Where I've been/What I've seen
Please excuse the hideous pictures, it was over 100 degrees out and the heat waves were terrible
The Salton Sea; most who know of it think of it as a barren wasteland, a place that once upon time, was a tourist destination. The Salton Sea is the largest body of water in California, funny considering it was formed by accident. Birders everywhere flock to the sea to catch glimpses of Yellow-footed Gulls, and other species seen there found nowhere else in the state. I recently braved the summer heat with several other young birders from the California Young Birders Club, to experience the sea, before it disappears forever.

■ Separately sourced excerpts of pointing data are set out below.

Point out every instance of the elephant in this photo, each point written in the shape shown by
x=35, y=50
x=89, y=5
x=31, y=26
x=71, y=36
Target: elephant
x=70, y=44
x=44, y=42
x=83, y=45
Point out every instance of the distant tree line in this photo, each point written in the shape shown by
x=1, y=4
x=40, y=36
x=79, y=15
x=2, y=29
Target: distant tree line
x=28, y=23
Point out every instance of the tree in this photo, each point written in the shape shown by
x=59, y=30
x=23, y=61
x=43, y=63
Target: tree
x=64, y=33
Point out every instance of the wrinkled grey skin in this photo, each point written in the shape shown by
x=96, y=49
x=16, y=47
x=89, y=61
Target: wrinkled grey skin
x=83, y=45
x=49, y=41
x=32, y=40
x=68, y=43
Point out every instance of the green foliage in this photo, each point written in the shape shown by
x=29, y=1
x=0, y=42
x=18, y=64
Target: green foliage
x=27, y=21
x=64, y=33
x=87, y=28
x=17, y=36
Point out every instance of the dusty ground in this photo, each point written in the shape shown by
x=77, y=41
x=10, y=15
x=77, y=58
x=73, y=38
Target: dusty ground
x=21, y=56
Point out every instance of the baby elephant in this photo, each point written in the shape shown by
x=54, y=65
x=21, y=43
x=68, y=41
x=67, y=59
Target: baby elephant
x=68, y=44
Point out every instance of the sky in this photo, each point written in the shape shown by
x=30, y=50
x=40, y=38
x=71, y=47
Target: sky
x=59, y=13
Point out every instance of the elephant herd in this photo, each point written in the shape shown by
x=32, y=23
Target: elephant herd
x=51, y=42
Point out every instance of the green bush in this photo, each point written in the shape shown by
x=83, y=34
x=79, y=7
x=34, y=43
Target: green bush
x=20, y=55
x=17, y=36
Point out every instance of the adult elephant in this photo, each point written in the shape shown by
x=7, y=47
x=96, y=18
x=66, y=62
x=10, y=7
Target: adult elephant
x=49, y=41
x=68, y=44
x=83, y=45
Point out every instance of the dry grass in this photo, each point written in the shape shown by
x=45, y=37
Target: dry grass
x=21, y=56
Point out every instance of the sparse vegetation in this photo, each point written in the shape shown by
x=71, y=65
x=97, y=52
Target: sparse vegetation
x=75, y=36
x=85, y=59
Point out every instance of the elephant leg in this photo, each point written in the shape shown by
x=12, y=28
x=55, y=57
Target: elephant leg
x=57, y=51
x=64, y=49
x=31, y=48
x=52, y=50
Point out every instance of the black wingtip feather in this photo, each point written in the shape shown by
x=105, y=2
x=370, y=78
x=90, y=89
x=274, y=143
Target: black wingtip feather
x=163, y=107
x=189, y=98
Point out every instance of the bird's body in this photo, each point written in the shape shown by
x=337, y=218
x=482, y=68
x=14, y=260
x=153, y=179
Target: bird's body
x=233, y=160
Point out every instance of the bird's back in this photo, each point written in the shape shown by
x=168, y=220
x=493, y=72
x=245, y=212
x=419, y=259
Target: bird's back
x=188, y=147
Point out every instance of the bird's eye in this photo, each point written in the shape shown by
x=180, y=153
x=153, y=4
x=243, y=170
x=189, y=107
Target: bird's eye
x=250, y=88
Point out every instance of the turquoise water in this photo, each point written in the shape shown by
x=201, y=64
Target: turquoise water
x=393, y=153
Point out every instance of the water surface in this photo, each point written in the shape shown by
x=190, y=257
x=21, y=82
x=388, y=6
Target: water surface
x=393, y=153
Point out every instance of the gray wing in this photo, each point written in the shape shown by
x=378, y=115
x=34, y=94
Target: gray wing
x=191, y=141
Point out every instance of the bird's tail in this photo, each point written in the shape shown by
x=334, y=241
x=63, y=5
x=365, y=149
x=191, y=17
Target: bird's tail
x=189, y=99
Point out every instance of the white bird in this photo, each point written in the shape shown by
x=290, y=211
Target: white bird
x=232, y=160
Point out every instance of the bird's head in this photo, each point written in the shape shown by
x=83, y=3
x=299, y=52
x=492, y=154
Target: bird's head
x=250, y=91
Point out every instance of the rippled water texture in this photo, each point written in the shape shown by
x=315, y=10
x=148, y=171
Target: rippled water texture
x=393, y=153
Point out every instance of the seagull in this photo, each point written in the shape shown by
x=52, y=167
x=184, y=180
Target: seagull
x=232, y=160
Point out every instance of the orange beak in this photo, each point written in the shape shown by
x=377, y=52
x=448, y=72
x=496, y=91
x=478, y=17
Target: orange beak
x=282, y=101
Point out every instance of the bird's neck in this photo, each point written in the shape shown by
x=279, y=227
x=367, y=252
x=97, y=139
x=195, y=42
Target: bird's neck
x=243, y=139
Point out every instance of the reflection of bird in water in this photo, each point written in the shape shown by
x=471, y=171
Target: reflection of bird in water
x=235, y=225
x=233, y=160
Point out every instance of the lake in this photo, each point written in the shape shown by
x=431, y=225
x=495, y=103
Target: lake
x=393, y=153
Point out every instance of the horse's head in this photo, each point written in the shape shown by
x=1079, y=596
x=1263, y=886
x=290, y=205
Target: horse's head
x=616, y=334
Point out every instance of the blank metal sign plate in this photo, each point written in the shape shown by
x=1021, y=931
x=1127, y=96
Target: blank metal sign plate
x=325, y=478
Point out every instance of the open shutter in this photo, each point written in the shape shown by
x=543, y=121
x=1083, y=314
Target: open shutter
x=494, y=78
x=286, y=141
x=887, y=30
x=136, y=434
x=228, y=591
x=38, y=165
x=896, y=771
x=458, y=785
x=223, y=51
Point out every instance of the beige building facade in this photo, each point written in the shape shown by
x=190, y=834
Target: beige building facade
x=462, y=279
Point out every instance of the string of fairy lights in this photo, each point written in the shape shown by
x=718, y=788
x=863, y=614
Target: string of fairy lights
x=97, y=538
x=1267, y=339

The day started at four-something in the morning, carpooling with a friend to another friend, who would take all of us to the sea. There we would meet up with several other young birders at Cattle Call Park in Brawley. After crossing the mountainous areas of San Diego, the outdoor thermometer started to climb, starting in the seventies, and climbing to the mid-nineties by the time we arrived at the park. Cattle Call is known to have one of the most reliable Gila Woodpecker populations in the state, and as soon as we left the car, one was found in the palm tree above us. Although not much time was spent in the park, a beautiful male Western Tanager was found, the eccentric yellow seemingly matching perfectly with the bright orange-red of the face, as well as an Abert’s Towhee bouncing around.
Leaving the visitor center, we decided to pay a visit to Morton Bay, a not truly well-known, and certainly under-birded rarity magnet. Species like Sabine’s Gulls, Roseate Spoonbills, Blue-footed Boobies, frigatebirds, and more have been seen here in the past, but today we had no such luck. Ryan spotted a Neotropic Cormorant here, which was the first of two for the day. The extent of the birds we saw at this location included two new birds for me, the first of many Black Terns in addition to a Least Bittern calling somewhere from the cattails. At this point, the temperature had crept into the hundreds, and thankfully, it was not expected to get much hotter
As we left for a quick bite in Brawley, the group made a stop in a residential area for a reported Bronzed Cowbird. The bird, was most likely avoiding the heat, and as a result, we could not find it. We were just about to leave when the group behind us could not get their car started. They finally could, and we went to a Subway at a Walmart so they could look at the car, while we grabbed lunch.
Turns out the alternator on the car broke, meaning the entire group would cram into two minivans, or we could wait it out. We decided to wait, up until some of the members grew impatient and we decided to sacrifice our comfort for seeing birds. On the way to our next stop, a roadside field yielded birds such as Laughing Gulls, Whimbrel, and White-faced Ibis.
The seawall was not extremely productive, besides the five Yellow-footed Gulls, a Neotropic Cormorant, and an interesting looking white-morph Eared Grebe. “Peeps” were numerous here, but all of them seemed to be Western or Least. We continued to drive along the wall until we came across another field, one with thirty more Yellow-footed Gulls, eight-hundred Black Terns, and numbers ranging in the hundreds for several other birds. These numbers, however, could not be compared to those of ten or more years ago, when the now toxic vat of chemicals known as the Salton Sea attracted the same birds, but in the thousands. It was hard to imagine at the time, five to ten more times the number of birds in this small field.
By now we had reached the hottest part of the day, as well as the last stop. Most of the group was growing tired, and about ready to call it quits. We decided to make our last stop Unit 1 of Sonny Bono, a reliable place for shorebirds and other miscellanea of the Salton Sea. We scanned for a bit, pulling out a Burrowing Owl, and several shorebirds when a life bird flew in, two Wilson’s Phalaropes. After this somewhat surprising bird, the group headed back to the cars and called the day a success.
On the way back we talked with each other, about what we thought the Salton Sea used to be like, what would happen to it, and the effect it would have. We practically came to a consensus. The Salton Sea, in its prime, was the place to go birding on the west coast. Perfectly situated for state rarities, it lays above the Sea of Cortez, and vagrants were ever common. Since water flow was cut off to the sea, it has begun evaporating, the average water depth now being just over nine feet. Because of the evaporation, it has become one of the saltiest bodies of water on the planet, so salty that currently, only one kind of fish can live in it, known as Tilapia. If this continues, even this fish will die, and the sea will become a pit of mixed pesticides and salt, leading to both a conservation nightmare and a biological one as well. If the Salton Sea dries up, there will be no birds for miles around in the deserts of California, and worse, toxic dust clouds will spread up through Palm Springs, reaching the extent of the eastern area of Los Angeles. There’s only one thing that can stop a tragedy like this from happening: to save the sea at any cost.